Event Takeaways: What Will It Take? Operating Carbon-Free Buildings

August 2, 2021

This blog post originally appeared on the Building Innovation Hub website and is reposted here.

Recorded July 27, 2021


The Hub and Clark Construction Group recently hosted a conversation on the role building operations play in energy use and carbon emissions, the second event in the series, “What Will It Take? The Path to 2050 And Carbon-Free Buildings”. Theresa Backhus of the Building Innovation Hub set the stage explaining the need to think beyond compliance to leverage buildings as a tool for climate action, but that there is a challenge of segmentation within the building industry. Fernando Arias moderated a panel discussion that included audience questions. The robust and insightful discussion is worth watching in its entirety, but here are some of the key takeaways:

1. For our health and our climate, we need to scale up the number of efficient retrofits

Cara Carmichael cited a quote, “The person who manages your building has a bigger impact on your health than your doctor,” which is from Dr. Joseph Allen, Deputy Director of the Harvard Education and Research Center for Occupational Safety & Health.
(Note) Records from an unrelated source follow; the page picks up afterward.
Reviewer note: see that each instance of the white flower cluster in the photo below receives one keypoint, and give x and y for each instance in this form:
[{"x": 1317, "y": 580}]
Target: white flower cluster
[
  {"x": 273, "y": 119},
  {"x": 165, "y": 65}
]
Given the importance of indoor air quality, and recent research showing the seriously negative (and costly) consequences of burning fuels indoors, she argues we need to electrify buildings. Jeremey Alcorn agreed and emphasized that buildings have a significant impact on scope 1 and 2 carbon emissions. Carmichael said that, in the United States, we currently retrofit only one percent of our buildings per year. To reach our climate action goals of a 1.5-degree future, we need to increase the retrofit rate 3-4 times and have those retrofits with near-zero carbon. Bing Liu reasoned that we already have many efficient and effective technologies, but the real estate industry is inherently cautious, and uptake has been slow. Krista Egger expressed that if the money isn’t available for a complete retrofit or a partial build-out to zero carbon standards, buildings can at least be made-ready for electrification or solar PV in the future. It doesn’t have to be an all-or-nothing proposition to create positive change, and Fernando Arias discussed with the group the importance of considering all opportunities and challenges in the context of partnerships and working through integrated solutions.

2. Building operations must consider equity, especially for affordable housing

Egger stated that housing affordability and racial equity issues are threat multipliers and that climate change means we are adding to an already high energy burden that falls disproportionately on communities of color. A recent University of North Carolina at Chapel Hill study looked at several cities across the United States and found that in 97 of the cities they examined, people of color were exposed to temperatures two degrees higher than white residents. In DC, the median energy burden of black households is 70 percent higher than non-Hispanic white households. The challenge for affordable housing, and all housing, is ensuring buildings remain affordable to operate and resilient to shifting energy needs in rapid increase due to climate change.

3. Efficiency is an excellent financial investment when we look at it the right way

Egger pointed out that one major challenge when buildings are being developed is that the budgets for development and operations are separate, limiting opportunities to see the complete financial picture and the value of efficient and net-zero investments upfront. Liu confirmed that the right equipment technology is already available, but that there’s a misconception that it is always more expensive than business as usual. Carmichael emphasized that if we can right-time retrofits to building lifecycle activities, we can make them cost-effective. This includes opportunities during tenant turnover and at the end-of-life for major operating equipment.

4. We need to listen to others and frame problems in terms that resonate with their values

Liu offered that, as an engineer, she has been trained in technical details, but persuasive presentations mean focusing on why your audience should care about a particular concept. Alcorn agreed: he focuses on active listening, which is a skill set he uses in his day-to-day work, and even with family members who don’t understand the need for technologies such as solar panels or a microgrid, for example. In many cases, it’s helpful to show that there are financial savings and/or that there’s a significant risk reduction for people inside the building.

5. We need to get people excited about buildings to scale our workforce

Liu pointed out that new building performance laws are spurring demand for energy efficiency products and services that can help build a market for efficiency and resiliency-related services and incentivize contractors to strengthen their knowledge of relevant concepts. Alcorn argued that we need the equivalent of a Kennedy-era mobilization of Americans to join the building workforce. We need to get young people excited about buildings for them to see that they can make a good living working on them. Carmichael says we need to scale up the workforce just as much or more as we need to scale retrofits, and that we should orient people to carbon-related metrics. Arias further supported this by emphasizing the need to translate skills in the new carbon-free economy. He ultimately sees workforce development programs as a key to building wider capacity in the supply chain, which is essential to scale “decarbonization” retrofits. Additionally, programs could be offered where people already are, including online and in local community colleges and vocational schools. Building industry workforce development should, and can, be rooted in communities. Egger mentioned the excellent work that Emerald Cities Collaborative is doing to help communities of color benefit from this growing demand.